Of course, I might have suffered from a similar form of conspicuousness. But I had a companion-a young Japanese woman-which made the “hanging around” behavior a little more explainable. Her name was Keiko, or at least that was how she billed herself with the Japanese escort agency through which I had hired her. She was in her mid-twenties, too young for me to take seriously, but she was pretty and surprisingly bright and I was enjoying her company. More important, her presence made me look less like some kind of intelligence operative or lone-wolf killer assessing the area, and more like a forty- or fifty-something Japanese who had taken his mistress to Macau, maybe for a little gambling, maybe for a lot of time alone at a hotel.

One morning, Keiko and I went down to the hotel’s Café Girassol to enjoy the breakfast buffet. As the hostess led us to a table, I scanned the area for signs of danger, as I do by habit whenever entering a room. Hot spots first. Back Corner One: table of four young Caucasians, two male, two female, dressed for a hike. Accents Australian. Threat probability low. Back Corner Two: Karate. Hmm. Threat probability medium.

Keep the eyes moving. Complete the sweep. Wall tables: empty. Window seats: elderly Chinese couple. Next table: three girls, fashionable clothes, confident postures, probably Hong Kong Chinese, young professionals on a quick holiday. Next table: pair of Indian men in business attire, sunny Punjabi accents. Nothing that rubbed me the wrong way.

Back to Karate’s vicinity with an oblique glance. He had his back to the wall and an unobstructed view of the restaurant’s entrance. His seating position was what I would have expected from a pro; his focus on the room offered further evidence. I noticed that he had a newspaper open in front of him, although he wasn’t bothering to read it. He would have been better off without the reading material: then he could have scoped the room as though he was bored and had nothing better to do than people-watch.

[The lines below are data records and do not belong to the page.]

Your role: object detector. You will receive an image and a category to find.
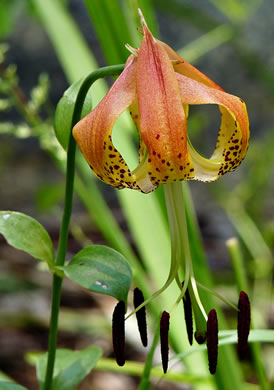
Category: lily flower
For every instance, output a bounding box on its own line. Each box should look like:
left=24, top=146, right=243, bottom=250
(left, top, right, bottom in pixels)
left=73, top=12, right=249, bottom=193
left=73, top=10, right=249, bottom=373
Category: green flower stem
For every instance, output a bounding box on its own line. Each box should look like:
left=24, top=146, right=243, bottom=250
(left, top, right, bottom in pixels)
left=43, top=65, right=124, bottom=390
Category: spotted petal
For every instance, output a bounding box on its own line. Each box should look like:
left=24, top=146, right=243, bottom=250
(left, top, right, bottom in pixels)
left=176, top=74, right=249, bottom=181
left=73, top=56, right=153, bottom=190
left=136, top=12, right=194, bottom=185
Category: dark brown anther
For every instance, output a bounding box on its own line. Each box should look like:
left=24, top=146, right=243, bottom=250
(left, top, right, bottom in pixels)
left=206, top=309, right=218, bottom=374
left=160, top=311, right=170, bottom=373
left=133, top=287, right=147, bottom=347
left=112, top=301, right=125, bottom=366
left=182, top=282, right=193, bottom=345
left=237, top=291, right=251, bottom=359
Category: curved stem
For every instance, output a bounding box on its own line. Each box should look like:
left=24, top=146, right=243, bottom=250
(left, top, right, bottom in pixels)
left=43, top=65, right=124, bottom=390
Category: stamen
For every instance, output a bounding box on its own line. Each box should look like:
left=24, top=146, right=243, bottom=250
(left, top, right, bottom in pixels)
left=133, top=287, right=147, bottom=347
left=182, top=282, right=193, bottom=345
left=206, top=309, right=218, bottom=374
left=160, top=311, right=170, bottom=373
left=237, top=291, right=251, bottom=359
left=112, top=301, right=125, bottom=366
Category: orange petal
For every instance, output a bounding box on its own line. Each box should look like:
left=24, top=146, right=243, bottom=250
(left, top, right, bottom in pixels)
left=136, top=13, right=194, bottom=185
left=73, top=55, right=143, bottom=190
left=158, top=41, right=223, bottom=91
left=177, top=74, right=249, bottom=181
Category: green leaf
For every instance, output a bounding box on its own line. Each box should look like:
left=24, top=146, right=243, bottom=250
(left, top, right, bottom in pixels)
left=0, top=382, right=27, bottom=390
left=0, top=211, right=54, bottom=266
left=36, top=346, right=102, bottom=390
left=54, top=79, right=92, bottom=150
left=63, top=245, right=131, bottom=302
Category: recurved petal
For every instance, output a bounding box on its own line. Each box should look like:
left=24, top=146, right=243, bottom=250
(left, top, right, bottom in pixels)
left=136, top=13, right=194, bottom=185
left=176, top=74, right=249, bottom=181
left=73, top=55, right=140, bottom=190
left=158, top=41, right=223, bottom=91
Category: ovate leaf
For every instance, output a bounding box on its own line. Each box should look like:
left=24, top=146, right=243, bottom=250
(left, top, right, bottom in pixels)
left=37, top=346, right=102, bottom=390
left=0, top=211, right=54, bottom=266
left=63, top=245, right=131, bottom=302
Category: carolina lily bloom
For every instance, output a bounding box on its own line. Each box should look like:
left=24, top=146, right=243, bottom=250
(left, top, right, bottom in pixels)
left=73, top=12, right=249, bottom=193
left=73, top=10, right=249, bottom=372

Or he should have brought a friend, as I had. I could feel him looking at us at one point, and was glad to have Keiko there, smiling into my eyes like a satisfied lover. The smile was convincing, too. She was good at her job.

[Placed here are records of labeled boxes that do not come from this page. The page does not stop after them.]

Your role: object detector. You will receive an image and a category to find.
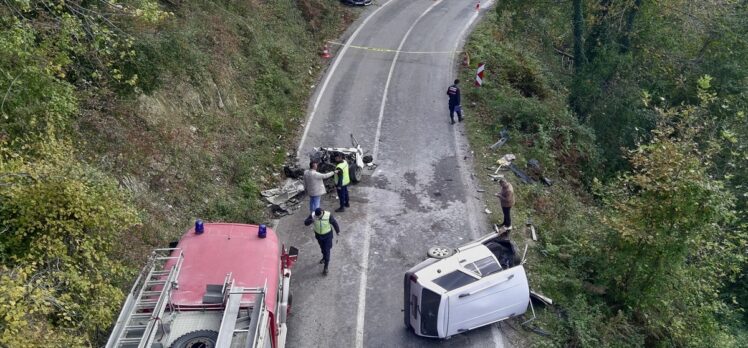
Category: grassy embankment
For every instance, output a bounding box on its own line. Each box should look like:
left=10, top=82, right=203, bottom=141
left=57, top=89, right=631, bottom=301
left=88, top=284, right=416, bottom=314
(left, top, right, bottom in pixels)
left=78, top=0, right=355, bottom=256
left=461, top=8, right=595, bottom=345
left=0, top=0, right=356, bottom=347
left=460, top=2, right=746, bottom=347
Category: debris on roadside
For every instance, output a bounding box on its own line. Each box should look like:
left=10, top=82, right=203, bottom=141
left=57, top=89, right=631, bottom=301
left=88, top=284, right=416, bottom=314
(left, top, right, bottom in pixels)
left=527, top=158, right=553, bottom=186
left=525, top=220, right=538, bottom=241
left=524, top=325, right=551, bottom=337
left=283, top=164, right=304, bottom=179
left=509, top=163, right=535, bottom=184
left=260, top=178, right=304, bottom=217
left=493, top=153, right=517, bottom=174
left=530, top=290, right=553, bottom=306
left=490, top=128, right=509, bottom=150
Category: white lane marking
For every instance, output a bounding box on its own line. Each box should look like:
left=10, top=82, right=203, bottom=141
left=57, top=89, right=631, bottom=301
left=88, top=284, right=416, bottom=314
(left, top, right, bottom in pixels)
left=296, top=0, right=392, bottom=158
left=371, top=0, right=443, bottom=163
left=451, top=0, right=505, bottom=348
left=355, top=0, right=443, bottom=348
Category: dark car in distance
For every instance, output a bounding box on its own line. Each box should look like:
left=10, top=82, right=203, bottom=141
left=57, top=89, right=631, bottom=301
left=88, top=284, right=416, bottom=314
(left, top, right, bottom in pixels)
left=341, top=0, right=371, bottom=6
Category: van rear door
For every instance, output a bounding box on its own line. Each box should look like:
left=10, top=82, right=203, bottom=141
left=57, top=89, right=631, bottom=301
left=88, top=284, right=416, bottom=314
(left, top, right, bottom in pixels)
left=447, top=266, right=530, bottom=336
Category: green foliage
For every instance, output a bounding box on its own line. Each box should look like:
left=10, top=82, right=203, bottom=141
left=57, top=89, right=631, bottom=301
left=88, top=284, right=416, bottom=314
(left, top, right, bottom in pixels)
left=464, top=0, right=748, bottom=347
left=598, top=100, right=748, bottom=347
left=0, top=138, right=138, bottom=347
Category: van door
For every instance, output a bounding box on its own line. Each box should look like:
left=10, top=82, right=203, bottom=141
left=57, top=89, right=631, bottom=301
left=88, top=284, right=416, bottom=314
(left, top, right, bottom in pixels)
left=447, top=266, right=530, bottom=336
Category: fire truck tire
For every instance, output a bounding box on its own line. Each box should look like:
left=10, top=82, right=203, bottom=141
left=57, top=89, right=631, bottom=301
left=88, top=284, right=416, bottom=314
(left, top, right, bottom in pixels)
left=349, top=164, right=364, bottom=184
left=171, top=330, right=218, bottom=348
left=286, top=291, right=293, bottom=321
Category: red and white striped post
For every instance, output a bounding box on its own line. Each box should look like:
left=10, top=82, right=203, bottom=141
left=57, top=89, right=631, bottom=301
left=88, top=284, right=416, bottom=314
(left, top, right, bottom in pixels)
left=475, top=63, right=486, bottom=87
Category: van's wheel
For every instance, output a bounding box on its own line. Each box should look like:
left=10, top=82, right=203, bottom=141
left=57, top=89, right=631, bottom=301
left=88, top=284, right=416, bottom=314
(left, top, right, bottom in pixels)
left=348, top=164, right=364, bottom=184
left=509, top=241, right=522, bottom=266
left=171, top=330, right=218, bottom=348
left=426, top=246, right=454, bottom=259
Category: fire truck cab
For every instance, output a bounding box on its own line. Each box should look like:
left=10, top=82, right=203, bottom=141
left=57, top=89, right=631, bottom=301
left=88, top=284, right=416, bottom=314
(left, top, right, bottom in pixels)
left=106, top=222, right=298, bottom=348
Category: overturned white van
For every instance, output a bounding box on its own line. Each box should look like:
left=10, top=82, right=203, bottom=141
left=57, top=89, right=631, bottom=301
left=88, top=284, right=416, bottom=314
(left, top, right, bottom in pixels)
left=404, top=233, right=530, bottom=338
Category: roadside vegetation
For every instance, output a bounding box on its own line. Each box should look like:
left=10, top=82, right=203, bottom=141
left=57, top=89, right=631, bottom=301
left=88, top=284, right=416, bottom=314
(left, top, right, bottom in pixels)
left=0, top=0, right=355, bottom=347
left=461, top=0, right=748, bottom=347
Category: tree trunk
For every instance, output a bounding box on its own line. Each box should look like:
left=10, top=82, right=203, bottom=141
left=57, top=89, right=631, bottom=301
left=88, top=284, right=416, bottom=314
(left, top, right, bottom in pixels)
left=571, top=0, right=585, bottom=70
left=621, top=0, right=642, bottom=54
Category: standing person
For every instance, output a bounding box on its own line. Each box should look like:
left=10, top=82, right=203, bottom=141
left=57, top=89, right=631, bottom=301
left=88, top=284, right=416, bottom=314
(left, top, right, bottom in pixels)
left=335, top=154, right=351, bottom=213
left=304, top=160, right=335, bottom=216
left=304, top=208, right=340, bottom=275
left=447, top=79, right=462, bottom=124
left=499, top=179, right=514, bottom=231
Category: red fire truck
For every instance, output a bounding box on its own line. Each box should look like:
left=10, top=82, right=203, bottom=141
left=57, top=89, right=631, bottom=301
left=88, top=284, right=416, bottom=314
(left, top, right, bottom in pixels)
left=106, top=220, right=298, bottom=348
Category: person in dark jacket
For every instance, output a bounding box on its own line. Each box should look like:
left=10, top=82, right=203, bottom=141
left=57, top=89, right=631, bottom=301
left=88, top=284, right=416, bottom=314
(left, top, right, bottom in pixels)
left=304, top=161, right=335, bottom=215
left=304, top=208, right=340, bottom=275
left=447, top=80, right=462, bottom=124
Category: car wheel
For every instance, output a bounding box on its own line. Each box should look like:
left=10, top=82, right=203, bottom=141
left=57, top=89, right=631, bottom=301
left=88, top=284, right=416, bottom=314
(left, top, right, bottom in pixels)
left=349, top=164, right=364, bottom=184
left=509, top=241, right=522, bottom=266
left=171, top=330, right=218, bottom=348
left=426, top=246, right=454, bottom=259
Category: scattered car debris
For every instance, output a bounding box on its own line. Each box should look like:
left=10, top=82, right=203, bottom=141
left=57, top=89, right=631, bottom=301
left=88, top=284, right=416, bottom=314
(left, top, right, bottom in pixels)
left=582, top=282, right=608, bottom=295
left=527, top=158, right=553, bottom=186
left=524, top=325, right=551, bottom=337
left=509, top=163, right=535, bottom=184
left=530, top=290, right=553, bottom=306
left=260, top=179, right=304, bottom=217
left=525, top=220, right=538, bottom=241
left=302, top=134, right=373, bottom=190
left=491, top=128, right=509, bottom=150
left=283, top=164, right=304, bottom=179
left=493, top=153, right=517, bottom=174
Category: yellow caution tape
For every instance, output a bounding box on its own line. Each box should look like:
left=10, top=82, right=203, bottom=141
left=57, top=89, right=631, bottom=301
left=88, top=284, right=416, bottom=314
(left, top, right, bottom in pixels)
left=328, top=41, right=462, bottom=54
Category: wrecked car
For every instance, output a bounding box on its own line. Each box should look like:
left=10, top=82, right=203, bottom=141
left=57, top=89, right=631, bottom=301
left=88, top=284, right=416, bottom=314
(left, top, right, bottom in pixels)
left=404, top=233, right=530, bottom=338
left=309, top=134, right=372, bottom=187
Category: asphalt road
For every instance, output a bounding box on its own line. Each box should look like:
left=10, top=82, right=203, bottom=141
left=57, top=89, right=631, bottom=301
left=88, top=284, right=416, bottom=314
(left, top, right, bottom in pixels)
left=276, top=0, right=505, bottom=347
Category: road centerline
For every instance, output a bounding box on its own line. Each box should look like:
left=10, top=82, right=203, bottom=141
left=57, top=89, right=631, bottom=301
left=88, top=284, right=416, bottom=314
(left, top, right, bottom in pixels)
left=451, top=0, right=505, bottom=348
left=355, top=0, right=443, bottom=348
left=296, top=0, right=393, bottom=158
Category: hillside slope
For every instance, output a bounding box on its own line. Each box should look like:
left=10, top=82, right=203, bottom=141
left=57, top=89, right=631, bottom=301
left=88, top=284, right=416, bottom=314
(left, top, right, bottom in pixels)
left=0, top=0, right=356, bottom=347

Who was he waiting for, though? I might have assumed the answer was me-“only the paranoid survive,” I think some Silicon Valley type once said-but I was pretty sure I wasn’t it. Too many chance sightings followed by… nothing. No attempts to follow me, no attempt to recognize my face, no hard-eyed, that’s him kind of feeling. After over a quarter century in the business and a lot of incidental training before that, I’m sensitive to these things. My gut told me he was after someone else. True, it wasn’t impossible that he was only told where and when, with information on who to be provided subsequently, but I deemed that scenario unlikely. Not many operators would agree to take this kind of job without first knowing who they were going up against. It would be hard to know how to price things otherwise.